Despite warnings, the members of her team had little trouble recruiting and following her subjects. They began by hiring an outreach staff of African Americans, mostly from the East Baltimore community. And they learned the logistics of finding and following their patients using a team approach; the pairing of a nurse and a community health worker was more effective than the traditional one of doctor and patient.

"We worked hard to establish respect and trust," says Hill. "We did home visits to establish a relationship with the families as well as the patients. Young black men are often nomadic, so family support was important. Both families and patients felt honored by our effort."

This effort paid off when patients were asked to come into the hospital for blood and other biological tests. "Treating people with respect, like by not keeping them waiting, helped us reach a 91 percent follow-up rate," she says.

The team learned, too, how the social environment complicates delivery of the bright promises of the research lab. Alcohol and illicit drug use eroded the value of much of their work, and they spent as much time on preparing patients to hold jobs as on actual care.

The benefits of this approach haven't flowed only in the direction of the patients, either. "It's wonderful to see people learn," Hill says, recounting the enlightenment of a medical student on the team, who made his first home visits and learned to connect the worlds of the hospital and the street.

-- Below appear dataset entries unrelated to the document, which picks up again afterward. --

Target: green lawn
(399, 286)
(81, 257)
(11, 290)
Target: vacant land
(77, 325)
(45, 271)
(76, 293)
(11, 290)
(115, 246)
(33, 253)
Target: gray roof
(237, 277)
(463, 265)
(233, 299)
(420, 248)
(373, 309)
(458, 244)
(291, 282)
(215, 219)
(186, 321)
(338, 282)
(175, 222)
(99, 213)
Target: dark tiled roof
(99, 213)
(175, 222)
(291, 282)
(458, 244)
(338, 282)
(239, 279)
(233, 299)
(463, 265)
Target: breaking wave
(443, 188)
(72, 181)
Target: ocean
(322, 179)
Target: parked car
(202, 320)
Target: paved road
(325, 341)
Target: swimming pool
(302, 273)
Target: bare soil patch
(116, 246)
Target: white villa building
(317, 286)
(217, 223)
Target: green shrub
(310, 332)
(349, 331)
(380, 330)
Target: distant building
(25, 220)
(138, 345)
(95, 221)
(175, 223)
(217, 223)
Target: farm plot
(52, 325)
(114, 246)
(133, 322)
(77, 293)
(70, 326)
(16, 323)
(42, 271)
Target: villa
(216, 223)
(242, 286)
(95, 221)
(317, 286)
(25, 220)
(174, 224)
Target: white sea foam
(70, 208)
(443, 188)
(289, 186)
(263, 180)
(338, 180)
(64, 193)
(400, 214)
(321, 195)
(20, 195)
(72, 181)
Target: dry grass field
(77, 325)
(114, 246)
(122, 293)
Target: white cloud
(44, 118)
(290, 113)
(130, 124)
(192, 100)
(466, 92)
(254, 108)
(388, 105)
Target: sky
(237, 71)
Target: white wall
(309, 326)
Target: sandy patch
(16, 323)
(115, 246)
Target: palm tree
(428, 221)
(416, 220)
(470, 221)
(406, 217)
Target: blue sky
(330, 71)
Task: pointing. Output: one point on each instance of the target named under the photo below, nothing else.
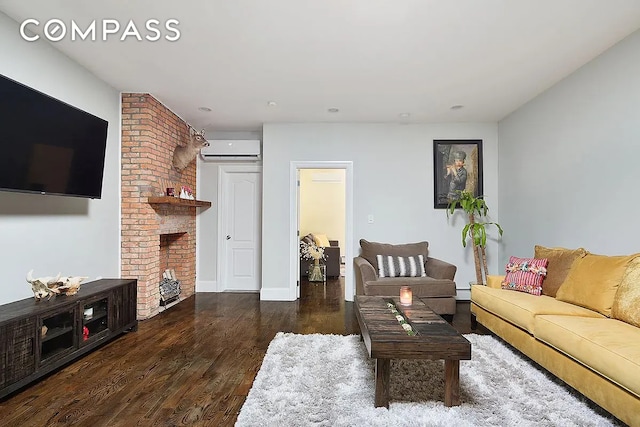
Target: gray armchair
(437, 288)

"I'm a boundary spanner, and I work on making boundaries really permeable," she says. "You can do all you want in the lab, but if you can't make it meaningful to help people's lives, you haven't succeeded."

Hill worries that awareness, treatment and control of high blood pressure are dropping, despite 30 years of knowledge that medication can lower blood pressure and dramatically reduce the likelihood for stroke, heart failure, kidney disease and probably coronary artery disease and heart attacks. This is frustrating, she says, because heart disease is still underdiagnosed and undertreated, especially in women.

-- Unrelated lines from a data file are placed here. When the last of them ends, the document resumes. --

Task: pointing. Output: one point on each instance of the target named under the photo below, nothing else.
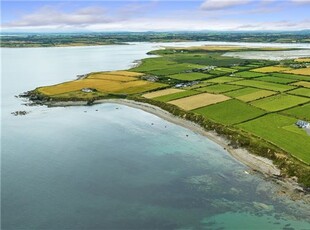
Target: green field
(264, 85)
(223, 79)
(300, 92)
(248, 74)
(272, 128)
(279, 102)
(276, 79)
(230, 112)
(301, 112)
(219, 88)
(190, 76)
(175, 96)
(256, 95)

To some extent, she says, the traditional organization of research by disease or organ system is out of date. Angiogenesis, genetics and molecular biology cross old conceptual boundaries and may lead to changes in funding patterns. Concerned about the current politicization of biomedical research funding, she is putting together a group within the American Heart Association, working with others to double overall funding from the National Institutes of Health. At the same time, she admits, current reality will push the AHA to monitor specific funding for heart disease and stroke.

"Some of this is regrettable, but these days the squeaky wheel gets the oil."

Hill is the fifth person from Johns Hopkins to serve as president of the association. Physicians E. Cowles Andrus, Helen Taussig, Richard Ross and Myron Weisfeldt have previously held the office.

"As I've traveled around the world, I'm impressed by the regard in which the American Heart Association is held. Doctors, nurses, the public all look to it as a source of valid information."

Now Martha Hill will set out to bring that information from its source to the people for whom it can do the most good.

"Nurses know the power of data," she says, unfazed by any gaps or boundaries in her path. "You need the data, and you need the passion to get things done."

Martha Hill will speak on "Making Choices, Taking a Path to Nursing Leadership," as part of the School of Nursing's annual Armstrong Leadership Forum at 2:30 p.m. on Wednesday, Nov. 19, in Hurd Hall on the East Baltimore campus. The forum is named for Doris Armstrong, who was director of nursing at Johns Hopkins Hospital from 1970 to 1976.